According to Dr. Hageman, the early theories proposed by him and his collaborators about drusen and the complement system were not readily accepted by their colleagues over the years because scientists are conservative by nature.
“It was a long, long laborious piece of work. Fifteen years ago, ten years ago, people thought we were well off base. There were many times that I considered leaving the field because of the unwillingness of colleagues to accept the concept that the complement system plays a major role in the disease process.”
“At the end of the day, however, I look back and realize that it’s been a wonderfully exciting time, and it’s been great to be a part of such an important discovery. I think from a scientific and layman’s perspective, we have a strong understanding of the genetics of this disease.”
With the identification of associations of disease risk with Complement Factors H and B, the atmosphere has changed surrounding drusen and the immune system. Does this mean a genetic test could be available?
“I think we now have sufficient knowledge to develop realistic and predictive genetic tests,” Dr. Hageman said.
He casts a similarly sunny forecast for treatment of AMD. “It is clear that the complement system is playing a major role in AMD and I don’t think many would disagree at this point in time. Importantly for patients who are afflicted with this terrible condition, there’s a lot of current activity in the development of therapeutic agents that will regulate the complement system appropriately. Every major pharmaceutical company is pulling out their various complement inhibitors.” He notes that firms such as Potentia and Alexion are just two names apparently entering the fray. “These activities should ultimately lead to prevention and/or delay the progression of the disease.”
According to Dr. Hageman, there are drugs that have been developed in the past for other diseases and people are pulling many of these off the shelf. Dr. Hageman notes that these candidate drugs will have to be tested in appropriate clinical trials over the next few years.
“I certainly don’t want to give the impression it will take forever before new therapies are available, but the regulatory pathway is long and complicated and it will take a number of years to develop, test for safety and show the efficacy of these new drugs. Another important step will be to integrate genetic testing with therapies,” he said.
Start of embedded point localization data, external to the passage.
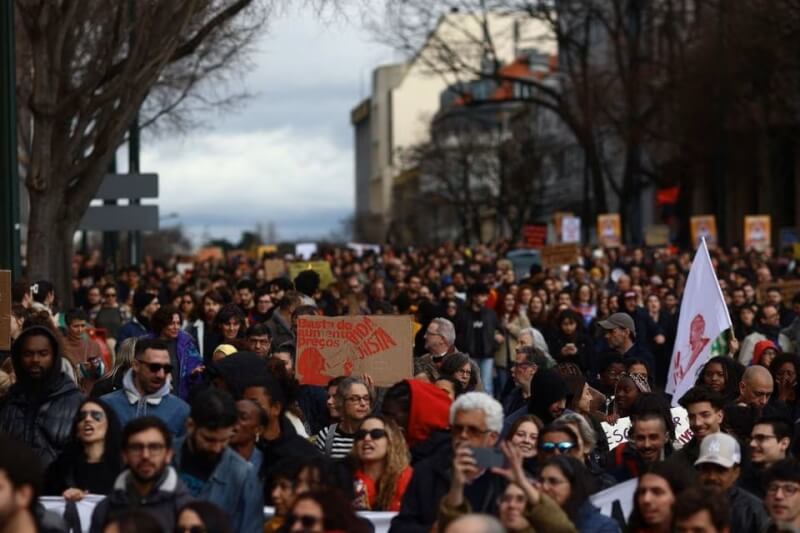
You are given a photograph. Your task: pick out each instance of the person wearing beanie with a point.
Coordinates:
(144, 305)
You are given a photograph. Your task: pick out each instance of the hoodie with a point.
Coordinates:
(40, 411)
(128, 403)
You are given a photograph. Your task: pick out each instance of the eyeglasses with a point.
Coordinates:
(559, 447)
(190, 529)
(358, 399)
(789, 489)
(156, 367)
(307, 521)
(374, 434)
(97, 416)
(151, 447)
(472, 431)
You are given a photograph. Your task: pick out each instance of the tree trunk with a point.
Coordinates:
(51, 228)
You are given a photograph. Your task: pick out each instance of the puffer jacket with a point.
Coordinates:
(40, 412)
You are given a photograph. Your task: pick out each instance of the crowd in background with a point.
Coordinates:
(172, 392)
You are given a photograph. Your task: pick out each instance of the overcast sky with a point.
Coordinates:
(286, 154)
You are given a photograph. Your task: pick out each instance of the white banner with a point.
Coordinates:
(703, 316)
(618, 433)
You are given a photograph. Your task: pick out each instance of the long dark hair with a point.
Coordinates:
(112, 444)
(580, 481)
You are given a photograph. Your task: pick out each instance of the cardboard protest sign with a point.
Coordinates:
(274, 268)
(571, 229)
(618, 433)
(609, 230)
(534, 235)
(656, 235)
(210, 253)
(757, 232)
(323, 268)
(380, 346)
(5, 309)
(703, 226)
(555, 255)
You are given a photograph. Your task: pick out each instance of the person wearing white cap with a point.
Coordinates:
(719, 466)
(620, 333)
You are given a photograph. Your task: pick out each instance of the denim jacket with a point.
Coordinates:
(233, 486)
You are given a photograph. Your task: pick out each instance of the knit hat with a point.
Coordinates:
(547, 387)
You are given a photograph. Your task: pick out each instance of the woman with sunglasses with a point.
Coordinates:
(91, 462)
(202, 517)
(323, 510)
(567, 481)
(382, 464)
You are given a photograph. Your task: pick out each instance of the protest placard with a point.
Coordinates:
(380, 346)
(555, 255)
(703, 226)
(617, 433)
(571, 229)
(609, 230)
(5, 310)
(757, 232)
(323, 268)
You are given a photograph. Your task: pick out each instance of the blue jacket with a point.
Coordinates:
(128, 404)
(234, 487)
(591, 520)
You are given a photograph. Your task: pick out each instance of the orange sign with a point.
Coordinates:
(609, 230)
(757, 232)
(704, 226)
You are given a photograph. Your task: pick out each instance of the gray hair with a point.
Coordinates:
(479, 401)
(446, 329)
(587, 434)
(344, 389)
(476, 523)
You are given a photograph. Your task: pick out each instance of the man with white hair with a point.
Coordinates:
(476, 420)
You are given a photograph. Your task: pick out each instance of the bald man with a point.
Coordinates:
(755, 388)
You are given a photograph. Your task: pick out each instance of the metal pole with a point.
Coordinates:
(134, 237)
(9, 171)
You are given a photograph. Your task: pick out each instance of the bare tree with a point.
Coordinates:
(85, 68)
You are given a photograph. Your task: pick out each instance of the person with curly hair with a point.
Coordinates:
(382, 461)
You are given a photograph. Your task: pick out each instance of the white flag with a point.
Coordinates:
(703, 316)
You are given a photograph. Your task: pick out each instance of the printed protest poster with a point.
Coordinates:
(617, 433)
(556, 255)
(323, 268)
(609, 230)
(571, 229)
(5, 310)
(757, 232)
(380, 346)
(703, 226)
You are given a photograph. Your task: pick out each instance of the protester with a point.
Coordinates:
(91, 462)
(719, 466)
(148, 483)
(40, 407)
(382, 462)
(145, 389)
(354, 403)
(202, 516)
(211, 470)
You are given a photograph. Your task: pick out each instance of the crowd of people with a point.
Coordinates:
(172, 393)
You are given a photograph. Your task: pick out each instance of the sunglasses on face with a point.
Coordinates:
(560, 447)
(155, 367)
(374, 434)
(307, 521)
(97, 416)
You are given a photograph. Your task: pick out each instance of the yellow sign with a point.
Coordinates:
(323, 268)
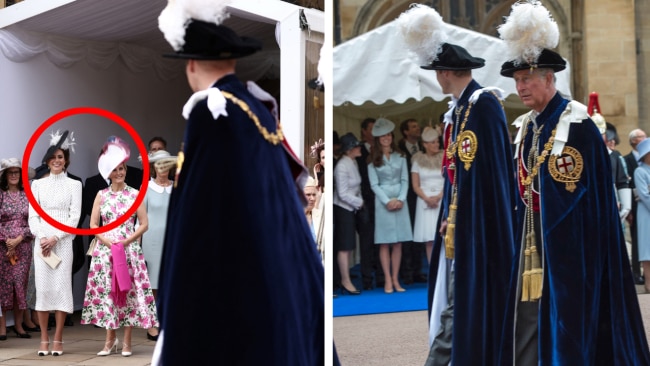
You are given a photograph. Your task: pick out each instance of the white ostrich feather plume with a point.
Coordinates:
(528, 30)
(424, 32)
(69, 142)
(173, 20)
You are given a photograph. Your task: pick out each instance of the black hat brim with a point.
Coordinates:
(547, 60)
(432, 66)
(245, 49)
(455, 58)
(508, 69)
(209, 41)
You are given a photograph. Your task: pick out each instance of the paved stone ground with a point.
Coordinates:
(400, 339)
(81, 344)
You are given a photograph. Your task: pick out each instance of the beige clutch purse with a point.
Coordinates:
(53, 260)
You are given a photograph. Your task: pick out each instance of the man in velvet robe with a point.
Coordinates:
(238, 249)
(584, 309)
(478, 165)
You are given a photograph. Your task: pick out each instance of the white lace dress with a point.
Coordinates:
(60, 197)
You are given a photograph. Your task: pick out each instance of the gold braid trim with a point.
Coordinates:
(274, 138)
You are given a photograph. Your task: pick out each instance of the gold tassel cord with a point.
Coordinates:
(450, 233)
(525, 277)
(533, 273)
(536, 275)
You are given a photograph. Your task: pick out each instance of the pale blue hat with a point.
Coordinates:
(643, 148)
(382, 126)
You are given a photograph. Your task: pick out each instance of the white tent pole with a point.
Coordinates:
(292, 85)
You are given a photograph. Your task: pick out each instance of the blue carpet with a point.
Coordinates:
(377, 302)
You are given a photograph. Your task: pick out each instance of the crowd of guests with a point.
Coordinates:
(354, 208)
(38, 255)
(374, 180)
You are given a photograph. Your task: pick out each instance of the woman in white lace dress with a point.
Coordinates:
(60, 197)
(427, 181)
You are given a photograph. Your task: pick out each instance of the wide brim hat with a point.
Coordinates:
(429, 134)
(162, 159)
(58, 141)
(454, 57)
(208, 41)
(349, 141)
(114, 153)
(14, 163)
(643, 148)
(600, 122)
(547, 60)
(382, 127)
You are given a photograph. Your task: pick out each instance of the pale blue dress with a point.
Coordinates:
(390, 181)
(157, 203)
(642, 183)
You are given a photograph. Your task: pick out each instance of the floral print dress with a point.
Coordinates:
(13, 223)
(99, 308)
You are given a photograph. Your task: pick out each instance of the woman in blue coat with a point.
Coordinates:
(388, 175)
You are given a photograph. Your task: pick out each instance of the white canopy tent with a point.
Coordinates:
(374, 75)
(60, 54)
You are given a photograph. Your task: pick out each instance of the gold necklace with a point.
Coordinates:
(532, 155)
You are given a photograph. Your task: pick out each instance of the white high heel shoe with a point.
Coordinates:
(57, 353)
(110, 349)
(126, 353)
(44, 353)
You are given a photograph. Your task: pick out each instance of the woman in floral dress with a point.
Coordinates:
(100, 306)
(15, 245)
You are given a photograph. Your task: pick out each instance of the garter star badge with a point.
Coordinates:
(567, 167)
(467, 144)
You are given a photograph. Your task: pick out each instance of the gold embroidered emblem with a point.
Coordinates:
(467, 144)
(566, 167)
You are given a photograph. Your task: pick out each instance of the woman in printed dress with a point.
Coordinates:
(15, 245)
(101, 302)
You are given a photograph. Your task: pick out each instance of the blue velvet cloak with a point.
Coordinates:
(589, 312)
(241, 280)
(484, 244)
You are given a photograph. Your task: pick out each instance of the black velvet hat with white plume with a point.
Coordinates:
(193, 28)
(530, 33)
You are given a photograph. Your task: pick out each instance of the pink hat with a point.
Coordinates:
(114, 153)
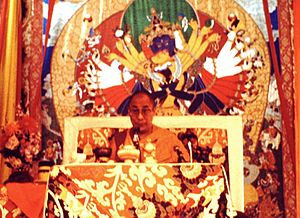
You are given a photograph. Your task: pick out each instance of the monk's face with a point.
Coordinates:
(141, 112)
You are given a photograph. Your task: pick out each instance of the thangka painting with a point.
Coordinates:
(195, 58)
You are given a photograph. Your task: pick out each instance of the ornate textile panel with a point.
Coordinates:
(286, 80)
(33, 56)
(296, 6)
(140, 190)
(9, 66)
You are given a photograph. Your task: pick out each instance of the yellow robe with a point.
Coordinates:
(164, 140)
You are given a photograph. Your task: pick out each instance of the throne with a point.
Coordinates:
(222, 134)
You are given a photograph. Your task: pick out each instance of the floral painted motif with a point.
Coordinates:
(140, 190)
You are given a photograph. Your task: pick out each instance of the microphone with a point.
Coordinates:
(179, 154)
(136, 137)
(191, 151)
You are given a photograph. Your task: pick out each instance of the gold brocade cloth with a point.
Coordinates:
(136, 190)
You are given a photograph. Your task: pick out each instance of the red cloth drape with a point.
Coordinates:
(297, 98)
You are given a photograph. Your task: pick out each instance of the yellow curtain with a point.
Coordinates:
(9, 68)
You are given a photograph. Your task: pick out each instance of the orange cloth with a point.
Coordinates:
(164, 140)
(29, 197)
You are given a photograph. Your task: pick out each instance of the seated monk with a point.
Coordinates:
(164, 146)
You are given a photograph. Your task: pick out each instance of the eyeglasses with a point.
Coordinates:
(146, 111)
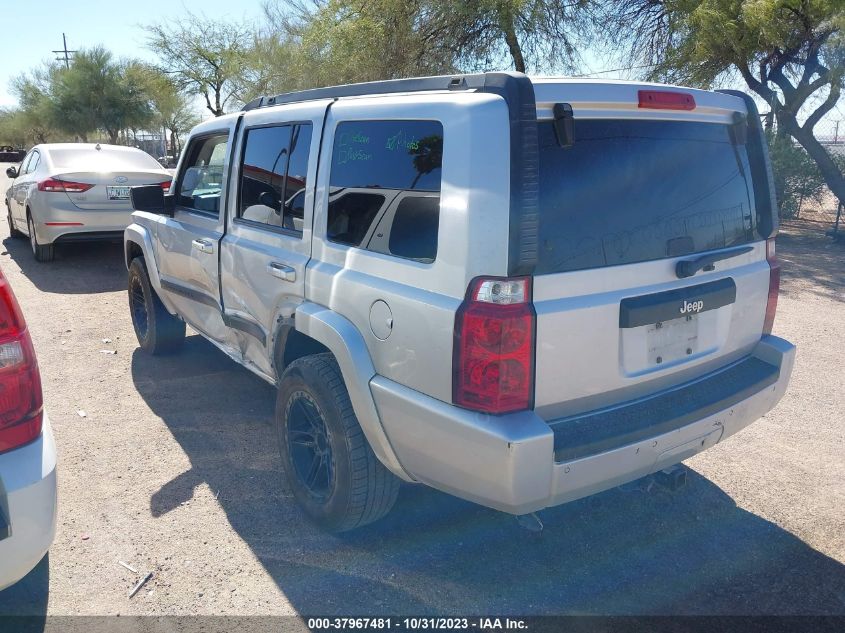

The search for new therapies resulted in Hageman’s latest project, a start-up company called Optherion, Inc., which will be developing potential diagnostics and therapeutics.
Inhibiting the system over long periods of time may not be the best approach, as it would deter both the bad and the good factors. Dr. Hageman’s team has identified forms of Factor H that are strongly protective. If you carry those protective genes, they actually do a very good job of preventing you from developing macular degeneration.
Optherion’s strategy is to take advantage of this concept and deliver a functional, protective protein. By putting the good protein in a person’s body and having it expressed all the time, the individual will hopefully never develop the disease.
Hageman helped to found Optherion, in addition to his work in Iowa, in an attempt to keep up with the fast-paced developments.
“The field is excitingly out of control. It is difficult to keep track of all that is happening,” he said. “This, however, is good news for AMD patients.”
“If I had this disease, I would be excited by all of the current activities. Things will move very quickly, and I think that’s the most important thing. This work is certainly the most important thing I’ve done in my life. To think that maybe in a few years we will have something preventative or at least therapeutic is tremendously rewarding.”
“The most important thing we can do now for all those who are afflicted will be to educate them about the complement system and the advancements in our understanding of the disease. Continued focus on the complement system will surely result in the development of therapies that will halt, delay and/or prevent the development and progression of this devastating condition!”